Leben & Alltag

Warum heiraten? Eine Pfarrerin und eine Modedesignerin im Gespräch

Ist die Ehe ein Relikt aus vergangenen Zeiten, als Frauen noch „unter die Haube“ gebracht werden
mussten? Nein, sagen Carolin Cirillo und Saskia Awad. Beide haben aus beruflichen Gründen mit
Heiratswilligen zu tun – die eine als Modeschneiderin, die andere als Pfarrerin.

Mode für einen besonderen Tag: Die Fotos für diese Reportage entstanden im Atelier von Carolin Cirillo. | Foto: Rui Camilo
Mode für einen besonderen Tag: Die Fotos für diese Reportage entstanden im Atelier von Carolin Cirillo. | Foto: Rui Camilo

Frau Cirillo, Frau Awad, warum wird heute geheiratet?

Carolin Cirillo: Wir leben in einer sich schnell wandelnden Zeit. Die Taktung ist hoch, Entscheidungen werden zunehmend als beliebig wahrgenommen. Ich habe den Eindruck, dass viele Menschen einen großen Wunsch nach Beständigkeit, vielleicht auch nach Sicherheit haben. Die Idealvorstellung der Einheit „Familie“ gewinnt an Zustimmung. Ein Indiz dafür ist der Boom von Datingplattformen. Ein Paar zu sein ist offensichtlich ein erstrebenswerter Zustand. Auch, weil die Paarbeziehung noch immer als gesellschaftliche Norm sitzt.


Wenn der Ehe eine besondere partnerschaftliche Qualität unterstellt wird, diskriminiert das nicht andere Lebens- und Familienformen?

Cirillo: Sicher sind gesellschaftliche Normvorstellungen im Hinblick auf Diskriminierung immer kritisch zu sehen. Aus meiner Sicht haben alle Lebens- und Familienformen ihre Daseinsberechtigung. Welcher Umstand jemanden glücklich macht, ist höchst individuell.

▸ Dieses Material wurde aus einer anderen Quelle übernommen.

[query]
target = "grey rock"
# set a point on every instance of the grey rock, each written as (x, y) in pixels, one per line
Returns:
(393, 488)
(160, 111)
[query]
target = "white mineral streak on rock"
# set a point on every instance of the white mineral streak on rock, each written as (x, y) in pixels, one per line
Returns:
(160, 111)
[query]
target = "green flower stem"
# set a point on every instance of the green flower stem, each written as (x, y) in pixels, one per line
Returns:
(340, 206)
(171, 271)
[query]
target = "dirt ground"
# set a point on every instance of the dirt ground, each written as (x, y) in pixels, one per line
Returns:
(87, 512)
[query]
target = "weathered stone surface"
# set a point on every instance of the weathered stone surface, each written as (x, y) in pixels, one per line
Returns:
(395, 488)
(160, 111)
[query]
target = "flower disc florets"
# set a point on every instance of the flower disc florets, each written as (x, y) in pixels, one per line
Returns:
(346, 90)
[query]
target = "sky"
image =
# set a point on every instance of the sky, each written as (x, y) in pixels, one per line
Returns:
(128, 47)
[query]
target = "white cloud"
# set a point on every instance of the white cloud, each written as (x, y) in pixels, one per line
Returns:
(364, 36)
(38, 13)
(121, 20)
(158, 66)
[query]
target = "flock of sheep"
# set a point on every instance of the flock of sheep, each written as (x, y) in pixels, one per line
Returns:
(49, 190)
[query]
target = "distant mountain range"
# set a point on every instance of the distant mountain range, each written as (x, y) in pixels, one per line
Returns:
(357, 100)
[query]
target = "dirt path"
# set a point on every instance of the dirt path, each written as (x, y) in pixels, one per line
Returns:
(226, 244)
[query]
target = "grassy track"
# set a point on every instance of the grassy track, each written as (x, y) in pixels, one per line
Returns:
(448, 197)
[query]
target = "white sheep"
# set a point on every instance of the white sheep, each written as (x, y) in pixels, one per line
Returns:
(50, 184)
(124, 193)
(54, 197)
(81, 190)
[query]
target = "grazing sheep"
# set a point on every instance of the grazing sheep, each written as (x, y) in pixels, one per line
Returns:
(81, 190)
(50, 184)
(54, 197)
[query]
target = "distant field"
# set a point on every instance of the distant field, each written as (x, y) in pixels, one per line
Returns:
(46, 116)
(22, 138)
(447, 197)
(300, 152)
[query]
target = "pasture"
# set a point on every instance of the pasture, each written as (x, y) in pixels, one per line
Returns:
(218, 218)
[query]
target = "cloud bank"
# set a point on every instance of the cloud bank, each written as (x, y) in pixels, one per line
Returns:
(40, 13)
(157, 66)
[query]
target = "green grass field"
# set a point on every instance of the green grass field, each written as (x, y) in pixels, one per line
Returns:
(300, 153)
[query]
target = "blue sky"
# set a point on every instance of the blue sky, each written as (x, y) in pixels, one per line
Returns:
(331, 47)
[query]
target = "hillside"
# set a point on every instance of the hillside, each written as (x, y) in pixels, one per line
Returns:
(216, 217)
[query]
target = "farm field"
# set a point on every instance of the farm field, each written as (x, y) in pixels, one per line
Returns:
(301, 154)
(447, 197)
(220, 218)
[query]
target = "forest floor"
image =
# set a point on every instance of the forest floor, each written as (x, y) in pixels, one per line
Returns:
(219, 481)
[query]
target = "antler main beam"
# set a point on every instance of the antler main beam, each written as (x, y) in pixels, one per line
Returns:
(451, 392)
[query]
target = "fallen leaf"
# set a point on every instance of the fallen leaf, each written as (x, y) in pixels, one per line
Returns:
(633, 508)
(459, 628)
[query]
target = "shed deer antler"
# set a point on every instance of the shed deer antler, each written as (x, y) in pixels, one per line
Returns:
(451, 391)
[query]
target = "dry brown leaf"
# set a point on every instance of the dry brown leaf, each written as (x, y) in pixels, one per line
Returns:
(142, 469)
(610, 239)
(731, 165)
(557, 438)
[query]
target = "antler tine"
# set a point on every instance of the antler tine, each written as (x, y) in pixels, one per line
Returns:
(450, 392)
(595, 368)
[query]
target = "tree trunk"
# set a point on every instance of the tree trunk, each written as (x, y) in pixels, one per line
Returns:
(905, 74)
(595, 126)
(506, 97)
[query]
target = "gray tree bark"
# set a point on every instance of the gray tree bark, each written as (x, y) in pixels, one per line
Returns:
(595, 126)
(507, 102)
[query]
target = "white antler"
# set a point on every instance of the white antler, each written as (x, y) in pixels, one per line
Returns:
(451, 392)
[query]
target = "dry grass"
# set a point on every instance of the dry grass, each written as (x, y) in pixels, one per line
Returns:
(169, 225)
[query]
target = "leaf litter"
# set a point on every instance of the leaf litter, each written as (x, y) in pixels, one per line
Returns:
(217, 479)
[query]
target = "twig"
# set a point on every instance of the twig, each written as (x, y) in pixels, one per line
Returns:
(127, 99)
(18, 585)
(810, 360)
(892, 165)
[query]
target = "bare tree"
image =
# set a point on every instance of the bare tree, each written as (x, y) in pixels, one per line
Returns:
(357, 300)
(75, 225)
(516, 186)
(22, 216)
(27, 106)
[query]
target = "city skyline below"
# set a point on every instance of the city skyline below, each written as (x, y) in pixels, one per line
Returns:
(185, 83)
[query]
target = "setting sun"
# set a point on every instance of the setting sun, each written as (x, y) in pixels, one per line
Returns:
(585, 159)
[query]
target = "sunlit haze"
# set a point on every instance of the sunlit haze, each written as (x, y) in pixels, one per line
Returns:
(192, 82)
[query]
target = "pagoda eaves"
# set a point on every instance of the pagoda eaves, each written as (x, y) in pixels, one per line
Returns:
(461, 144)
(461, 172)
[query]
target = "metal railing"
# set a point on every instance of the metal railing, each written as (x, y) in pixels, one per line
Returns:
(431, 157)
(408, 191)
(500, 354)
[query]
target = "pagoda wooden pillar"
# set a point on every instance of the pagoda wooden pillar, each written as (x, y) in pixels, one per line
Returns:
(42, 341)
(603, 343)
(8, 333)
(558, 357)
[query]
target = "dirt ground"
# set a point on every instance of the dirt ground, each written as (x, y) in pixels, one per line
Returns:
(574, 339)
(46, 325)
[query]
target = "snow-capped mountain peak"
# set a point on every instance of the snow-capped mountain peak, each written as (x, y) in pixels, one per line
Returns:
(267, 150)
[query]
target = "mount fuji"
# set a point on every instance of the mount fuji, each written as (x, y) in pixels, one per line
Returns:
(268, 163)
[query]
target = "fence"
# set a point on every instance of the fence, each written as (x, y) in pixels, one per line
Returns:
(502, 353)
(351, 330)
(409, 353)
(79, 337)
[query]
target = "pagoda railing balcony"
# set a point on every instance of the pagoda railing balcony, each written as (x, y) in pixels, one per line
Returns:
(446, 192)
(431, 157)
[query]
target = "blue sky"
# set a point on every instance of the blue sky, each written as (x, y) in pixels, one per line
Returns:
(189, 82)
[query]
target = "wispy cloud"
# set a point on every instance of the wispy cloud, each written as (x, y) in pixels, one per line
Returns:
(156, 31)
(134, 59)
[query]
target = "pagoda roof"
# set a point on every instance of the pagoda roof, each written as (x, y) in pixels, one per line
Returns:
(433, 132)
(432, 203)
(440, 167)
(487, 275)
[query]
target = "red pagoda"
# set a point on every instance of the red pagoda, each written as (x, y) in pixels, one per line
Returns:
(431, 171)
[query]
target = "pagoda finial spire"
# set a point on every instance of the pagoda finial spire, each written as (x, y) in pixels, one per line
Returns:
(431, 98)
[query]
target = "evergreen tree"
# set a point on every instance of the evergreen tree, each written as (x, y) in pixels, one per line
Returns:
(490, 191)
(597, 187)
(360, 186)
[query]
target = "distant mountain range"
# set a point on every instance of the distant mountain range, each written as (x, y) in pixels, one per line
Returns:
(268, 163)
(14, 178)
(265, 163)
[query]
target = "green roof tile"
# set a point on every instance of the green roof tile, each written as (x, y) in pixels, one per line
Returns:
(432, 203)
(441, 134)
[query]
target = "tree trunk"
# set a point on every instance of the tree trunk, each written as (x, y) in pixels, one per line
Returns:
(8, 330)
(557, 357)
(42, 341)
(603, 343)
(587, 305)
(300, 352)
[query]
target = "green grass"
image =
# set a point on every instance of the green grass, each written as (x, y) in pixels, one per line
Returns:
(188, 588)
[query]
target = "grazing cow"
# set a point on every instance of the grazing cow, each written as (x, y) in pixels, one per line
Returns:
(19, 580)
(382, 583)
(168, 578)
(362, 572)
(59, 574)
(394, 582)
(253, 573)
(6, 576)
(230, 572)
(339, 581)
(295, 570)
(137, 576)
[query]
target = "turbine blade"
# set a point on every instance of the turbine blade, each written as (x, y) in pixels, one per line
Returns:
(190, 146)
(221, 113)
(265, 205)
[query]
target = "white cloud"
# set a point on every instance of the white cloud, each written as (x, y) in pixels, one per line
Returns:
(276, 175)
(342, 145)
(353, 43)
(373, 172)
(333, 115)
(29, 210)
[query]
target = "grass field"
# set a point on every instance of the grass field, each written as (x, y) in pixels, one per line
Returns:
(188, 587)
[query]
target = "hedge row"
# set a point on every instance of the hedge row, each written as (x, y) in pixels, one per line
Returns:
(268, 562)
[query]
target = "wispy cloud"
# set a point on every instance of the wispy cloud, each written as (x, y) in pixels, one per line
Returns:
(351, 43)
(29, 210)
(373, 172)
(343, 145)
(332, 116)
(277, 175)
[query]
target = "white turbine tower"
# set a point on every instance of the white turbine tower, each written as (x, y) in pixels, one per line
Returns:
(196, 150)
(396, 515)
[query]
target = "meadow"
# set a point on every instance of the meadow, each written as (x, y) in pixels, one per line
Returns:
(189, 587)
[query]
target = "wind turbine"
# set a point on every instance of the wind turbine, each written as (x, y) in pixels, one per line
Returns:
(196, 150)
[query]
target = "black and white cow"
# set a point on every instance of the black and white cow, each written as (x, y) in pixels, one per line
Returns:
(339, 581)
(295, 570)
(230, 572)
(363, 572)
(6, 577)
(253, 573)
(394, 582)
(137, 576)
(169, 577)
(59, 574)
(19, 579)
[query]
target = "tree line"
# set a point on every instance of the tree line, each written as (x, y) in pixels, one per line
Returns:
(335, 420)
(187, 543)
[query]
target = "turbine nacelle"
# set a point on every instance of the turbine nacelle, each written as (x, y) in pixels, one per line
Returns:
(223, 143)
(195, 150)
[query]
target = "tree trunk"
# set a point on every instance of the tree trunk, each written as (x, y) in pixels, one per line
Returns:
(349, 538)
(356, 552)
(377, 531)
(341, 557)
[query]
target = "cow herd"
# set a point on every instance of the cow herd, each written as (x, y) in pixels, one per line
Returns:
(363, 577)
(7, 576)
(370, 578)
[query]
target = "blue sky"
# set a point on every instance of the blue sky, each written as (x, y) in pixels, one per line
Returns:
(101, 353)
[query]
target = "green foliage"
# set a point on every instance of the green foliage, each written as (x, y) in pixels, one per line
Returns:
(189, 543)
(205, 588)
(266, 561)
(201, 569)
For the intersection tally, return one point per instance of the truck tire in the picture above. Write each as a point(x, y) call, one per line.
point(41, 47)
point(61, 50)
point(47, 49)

Awad: Ich würde gerne noch mal den Punkt aufgreifen, dass es den Wunsch nach Beständigkeit gibt. Es gibt Menschen, die die Sehnsucht nach einer dauerhaften, stabilen und verlässlichen Beziehung haben. Und genau dafür steht die Ehe. Für eine Art Verbindlichkeit. Andererseits gibt es viele unterschiedliche Lebensmodelle. Glücklicherweise leben wir in einer Zeit, in der jede und jeder selbst entscheiden kann, was ihn oder sie glücklich macht. Heiraten ist kein Muss.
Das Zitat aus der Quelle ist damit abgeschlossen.